La provincia de Santa Fe concentra el mayor polo de crushing de oleaginosas del planeta, alberga decenas de plantas de biodiésel y genera miles de puestos de trabajo directos vinculados a la cadena de los biocombustibles. Sin embargo, toda esa capacidad productiva opera bajo un marco regulatorio provincial que hasta ahora limitaba los usos contemplados al transporte automotor, la actividad agropecuaria y las flotas públicas. Un proyecto de ley con media sanción del Senado busca cambiar esa ecuación.
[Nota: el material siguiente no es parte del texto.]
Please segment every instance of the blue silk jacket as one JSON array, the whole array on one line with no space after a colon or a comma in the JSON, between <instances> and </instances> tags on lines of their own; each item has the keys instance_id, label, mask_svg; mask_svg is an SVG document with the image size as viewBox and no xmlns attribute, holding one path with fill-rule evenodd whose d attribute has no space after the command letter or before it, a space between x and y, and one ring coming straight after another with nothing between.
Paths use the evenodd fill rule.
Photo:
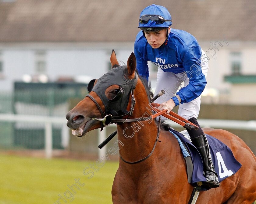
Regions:
<instances>
[{"instance_id":1,"label":"blue silk jacket","mask_svg":"<svg viewBox=\"0 0 256 204\"><path fill-rule=\"evenodd\" d=\"M136 37L134 51L138 73L148 81L149 75L148 61L165 72L187 74L189 78L189 84L176 93L180 98L180 103L191 101L200 96L204 90L206 80L200 66L201 50L196 39L190 34L171 29L167 44L154 49L140 31ZM172 98L176 105L179 104L177 97Z\"/></svg>"}]
</instances>

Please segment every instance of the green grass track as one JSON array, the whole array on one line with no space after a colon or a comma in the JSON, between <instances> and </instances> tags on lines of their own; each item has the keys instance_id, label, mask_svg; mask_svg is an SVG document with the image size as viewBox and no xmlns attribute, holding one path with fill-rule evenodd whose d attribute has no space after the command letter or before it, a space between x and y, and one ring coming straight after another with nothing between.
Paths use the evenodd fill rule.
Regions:
<instances>
[{"instance_id":1,"label":"green grass track","mask_svg":"<svg viewBox=\"0 0 256 204\"><path fill-rule=\"evenodd\" d=\"M57 204L58 200L61 204L112 203L111 188L118 163L104 162L99 168L96 161L0 155L0 204ZM94 164L98 171L90 167ZM85 168L84 172L94 172L91 178L87 177L92 173L83 173Z\"/></svg>"}]
</instances>

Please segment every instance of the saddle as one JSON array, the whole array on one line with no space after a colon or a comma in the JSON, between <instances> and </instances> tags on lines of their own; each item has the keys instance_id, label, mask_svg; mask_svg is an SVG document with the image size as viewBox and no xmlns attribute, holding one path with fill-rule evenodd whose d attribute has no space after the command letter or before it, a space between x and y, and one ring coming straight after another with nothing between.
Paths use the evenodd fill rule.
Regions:
<instances>
[{"instance_id":1,"label":"saddle","mask_svg":"<svg viewBox=\"0 0 256 204\"><path fill-rule=\"evenodd\" d=\"M187 130L179 132L170 129L170 132L178 140L186 162L188 183L195 186L206 181L204 176L203 161L197 148L191 142ZM206 137L209 144L215 171L220 182L236 173L242 165L236 159L230 149L219 140L209 135ZM201 186L201 190L210 189Z\"/></svg>"}]
</instances>

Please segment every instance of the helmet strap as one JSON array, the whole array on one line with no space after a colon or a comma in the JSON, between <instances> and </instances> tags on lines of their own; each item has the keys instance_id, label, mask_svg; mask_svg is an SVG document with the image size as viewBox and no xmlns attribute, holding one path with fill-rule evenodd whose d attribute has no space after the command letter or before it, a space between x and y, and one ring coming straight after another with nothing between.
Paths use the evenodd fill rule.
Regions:
<instances>
[{"instance_id":1,"label":"helmet strap","mask_svg":"<svg viewBox=\"0 0 256 204\"><path fill-rule=\"evenodd\" d=\"M168 42L168 28L166 28L166 41L165 41L165 45L167 45L167 43Z\"/></svg>"},{"instance_id":2,"label":"helmet strap","mask_svg":"<svg viewBox=\"0 0 256 204\"><path fill-rule=\"evenodd\" d=\"M147 38L146 38L146 36L145 35L145 32L144 32L144 31L142 31L142 32L143 33L143 35L145 37L145 38L146 38L146 39L147 39Z\"/></svg>"}]
</instances>

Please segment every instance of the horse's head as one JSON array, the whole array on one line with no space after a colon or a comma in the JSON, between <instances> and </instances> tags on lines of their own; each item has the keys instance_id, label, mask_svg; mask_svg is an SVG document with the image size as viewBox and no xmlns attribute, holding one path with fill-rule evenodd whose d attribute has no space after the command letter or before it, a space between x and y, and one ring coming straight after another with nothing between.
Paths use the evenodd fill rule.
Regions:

La iniciativa fue aprobada en la sesión del 5 de agosto del Senado provincial y ahora aguarda tratamiento en la Cámara de Diputados de Santa Fe. Su autor es Alcides Calvo, senador por el departamento Castellanos.
El expediente modifica el artículo primero de la Ley 14.010, sancionada en noviembre de 2020 durante el gobierno de Omar Perotti. Aquella norma había creado el Programa Provincial de Uso Sustentable de Biocombustibles, una herramienta impulsada originalmente por el senador Armando Traferri y enriquecida con aportes de la Cámara de Diputados. El programa estableció lineamientos para promover el uso de biodiésel, bioetanol y otros combustibles renovables en estado puro o con los mayores niveles posibles de mezcla, pero centrado en el transporte terrestre, las flotas públicas y la actividad agropecuaria.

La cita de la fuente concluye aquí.